LAHORE: O chefe do Jamaat-e-Islam (JI), Hafiz Naimur Rehman, exigiu a abolição imediata do imposto sobre o petróleo, cortes significativos de impostos para os trabalhadores assalariados e empoderamento dos governos locais, alertando que o JI lançará um movimento de protesto a nível nacional se o governo apresentar um orçamento antipopular.
Discursando numa conferência de imprensa em Mansoura no sábado, Rehman instou o governo a tomar medidas urgentes e eficazes para a libertação de cidadãos paquistaneses e outros mantidos como reféns por piratas perto da Somália. Ele disse que os prisioneiros enfrentavam grave escassez de alimentos e água, sublinhando que era responsabilidade do governo garantir o seu regresso em segurança.

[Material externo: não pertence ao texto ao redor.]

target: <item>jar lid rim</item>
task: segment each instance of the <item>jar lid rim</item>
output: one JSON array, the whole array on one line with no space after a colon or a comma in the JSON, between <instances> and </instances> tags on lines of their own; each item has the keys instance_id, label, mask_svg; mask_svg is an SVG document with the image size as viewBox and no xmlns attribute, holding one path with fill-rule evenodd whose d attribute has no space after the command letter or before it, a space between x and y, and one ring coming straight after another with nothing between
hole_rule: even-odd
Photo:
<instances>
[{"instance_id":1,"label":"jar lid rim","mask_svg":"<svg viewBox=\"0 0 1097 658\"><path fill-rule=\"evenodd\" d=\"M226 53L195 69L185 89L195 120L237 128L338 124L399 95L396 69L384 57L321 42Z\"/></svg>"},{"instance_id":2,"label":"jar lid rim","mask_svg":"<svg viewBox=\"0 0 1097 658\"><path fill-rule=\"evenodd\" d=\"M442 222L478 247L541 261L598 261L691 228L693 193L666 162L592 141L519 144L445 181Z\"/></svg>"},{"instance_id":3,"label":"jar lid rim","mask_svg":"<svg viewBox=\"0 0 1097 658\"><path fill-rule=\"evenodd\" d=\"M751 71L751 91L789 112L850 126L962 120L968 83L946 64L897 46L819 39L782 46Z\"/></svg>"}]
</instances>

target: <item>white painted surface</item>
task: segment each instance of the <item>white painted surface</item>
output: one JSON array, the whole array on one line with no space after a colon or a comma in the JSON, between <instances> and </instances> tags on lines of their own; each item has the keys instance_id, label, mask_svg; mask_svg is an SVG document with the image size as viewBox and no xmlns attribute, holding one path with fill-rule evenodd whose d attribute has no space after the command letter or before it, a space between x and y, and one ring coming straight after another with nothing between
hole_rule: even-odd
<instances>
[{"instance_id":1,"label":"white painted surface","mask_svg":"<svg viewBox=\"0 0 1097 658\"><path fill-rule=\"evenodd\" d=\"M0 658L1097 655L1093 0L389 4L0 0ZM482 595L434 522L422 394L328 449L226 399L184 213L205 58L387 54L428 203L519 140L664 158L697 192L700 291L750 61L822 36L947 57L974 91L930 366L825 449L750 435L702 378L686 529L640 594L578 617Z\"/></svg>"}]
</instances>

O vice-ministro-chefe, Ataur Rehman, o ministro-chefe do Punjab Central, Javed Qasuri, o ministro-chefe de Lahore, Ziauddin Ansari, os vice-ministros-chefes, Nazir Ahmad Janjua e Azhar Iqbal Hassan, e o secretário de Informação, Shakil Turabi, também estiveram presentes na ocasião.
Rehman condenou os ataques israelenses na Palestina e disse que o derramamento de sangue em Gaza continuou apesar do cessar-fogo. Ele criticou os comentários do primeiro-ministro Shehbaz Sharif sobre o presidente dos EUA, Donald Trump, dizendo que tais comentários eram contra a dignidade da nação. Ele disse que as forças de ajuda responsáveis pelo sofrimento palestino não podem ser retratadas como defensoras da paz.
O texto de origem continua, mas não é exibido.